Sunday, June 08, 2014




The Officers of the Libertarian Party of Allen County, Indiana do not endorse the message and the established purpose of REFOUNDERS INDIANA for these specifically itemized reasons:

Priority of the 10th Amendment versus ARTICLE 6, CLAUSE 2 and 3

While we endorse fully the right of the individual to be sovereign over their person, property, and home as a Constitutional right, which limits both Federal and State and Local Agents and Laws from being oppressive of every citizen by the people whom elect to represent them by vote, we do not endorse the biased message of promoting one factions ideas over the multitudes of the citizenry. This organization RFI stated purpose is to not only elect strictly conservative candidates (which is contrary to Libertarian principles) to Statewide Office but to assert an authority (aka STATE NULLIFICATION versus THE SUPREMACY CLAUSE) that never existed by the very Constitutional provisions they wish to claim for their own message.

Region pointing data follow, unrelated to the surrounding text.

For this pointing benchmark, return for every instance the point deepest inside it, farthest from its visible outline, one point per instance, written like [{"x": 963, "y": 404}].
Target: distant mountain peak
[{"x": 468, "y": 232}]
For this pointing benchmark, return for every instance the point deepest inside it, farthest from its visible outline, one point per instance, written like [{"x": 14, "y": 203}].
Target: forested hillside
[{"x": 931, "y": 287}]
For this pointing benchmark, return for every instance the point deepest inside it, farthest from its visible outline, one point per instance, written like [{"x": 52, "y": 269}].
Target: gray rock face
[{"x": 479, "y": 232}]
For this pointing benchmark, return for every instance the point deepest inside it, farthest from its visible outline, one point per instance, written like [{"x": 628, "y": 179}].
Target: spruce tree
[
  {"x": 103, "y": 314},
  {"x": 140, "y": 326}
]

Furthermore RFI cannot take the Constitution out of context and that is clearly their motive and end purpose to eventually radically change the Constitution by an Article V Convention. We cannot in good conscience endorse this position as it has become an act of aggression towards the standing law of the land and then limits the option for the people to fully exercise their individual right to vote for their leaders and elected representatives.

The 14th Amendment to the Constitution which made everyone a Citizen of the United States not just of their respective State or Territory also includes the Privileges or Immunities Clause. which states unequivocally
"No State shall make or enforce any law which shall abridge the
privileges or immunities of citizens of the United States."
It is obvious to those with a clear mind and purpose of Liberty that RFIs primary goal is to eventually repeal the 14th Amendment to the Constitution, which was established in July 1868 after the Civil War, among many other Constitutional protections and provisions. We the Libertarian Party of Allen County cannot in anyway endorse a hostile overthrow of our Government and neither can we deny the individual citizen first and foremost their rights granted as Citizens of the United States under that Constitution which is the Supreme Law of the Land.

ARTICLE 6 CLAUSE 2 and 3 puts the final nail in the coffin of the Theory of State Nullification. And even several cases validates such assertions ranging from 1793 (Chisholm v. Georgia), 1959 (Ableman v. Booth), to as recently as 1958 (Cooper v. Aaron), which held that

The Supreme Court rejected the doctrines of nullification and interposition, which had been invoked by segregationists. Segregation supporters argued that the states have the power to nullify federal laws or court rulings that they believe to be unconstitutional and the states could use this power to nullify the Brown decision. The Arkansas laws that attempted to prevent desegregation were Arkansas' effort to nullify the Brown decision. The Supreme Court held that the Brown decision "can neither be nullified openly and directly by state legislators or state executive or judicial officers nor nullified indirectly by them through evasive schemes for segregation." Thus, Cooper v. Aaron held that state attempts to nullify federal law are ineffective.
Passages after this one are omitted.